SANA-WM, a 2.6B open-source world model for 1-minute 720p video

· ai design · Source ↗

TLDR

  • Paper introduces SANA-WM, a 2.6B-parameter world model generating 60-second 720p camera-controlled video on a single GPU.

Key Takeaways

  • Hybrid Linear Attention pairs frame-wise Gated DeltaNet with periodic softmax attention for memory-efficient minute-scale coherence.
  • Dual-Branch Camera Control follows 6-DoF metric trajectories via a coarse global pose branch and a fine pixel-aligned geometric branch.
  • Two-stage pipeline: a 17B long-video refiner sharpens texture and late-window quality on top of the 2.6B backbone.
  • Trained on ~213K public video clips in 15 days on 64 H100s; distilled variant runs on a single RTX 5090 with NVFP4 quantization in 34 seconds per clip.
  • Benchmarks show stronger action-following than prior open-source baselines and comparable visual quality to LingBot-World and HY-WorldPlay at 36x higher throughput.

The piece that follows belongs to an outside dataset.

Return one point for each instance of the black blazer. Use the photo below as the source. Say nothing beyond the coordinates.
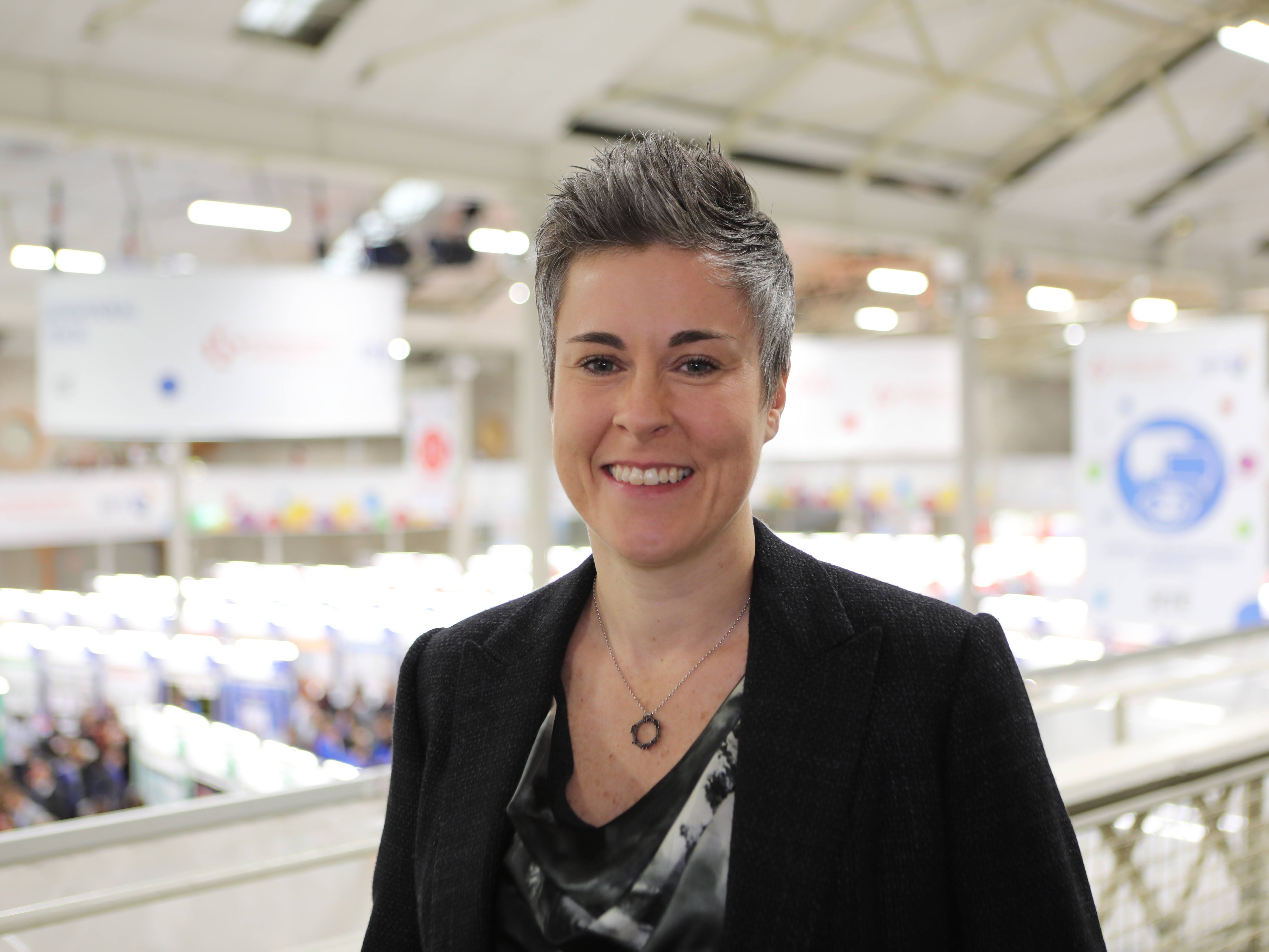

Hacker News Comment Review

  • Weights are not yet released despite “open-source” framing; the codebase is public on GitHub but model weights are listed as coming “soon”, drawing sharp skepticism.
  • Commenters debate what “world model” means here: consensus is it is a video generator that reacts to game-like controls, not a scene-graph or abstract physical representation.
  • Several builders note the outputs look synthetic and game-like, likely due to Unreal Engine training data, raising questions about real-world generalization.

Notable Comments

  • @jubilanti: “Weights or it didn’t happen” – flags the gap between “open-source” marketing and unreleased weights.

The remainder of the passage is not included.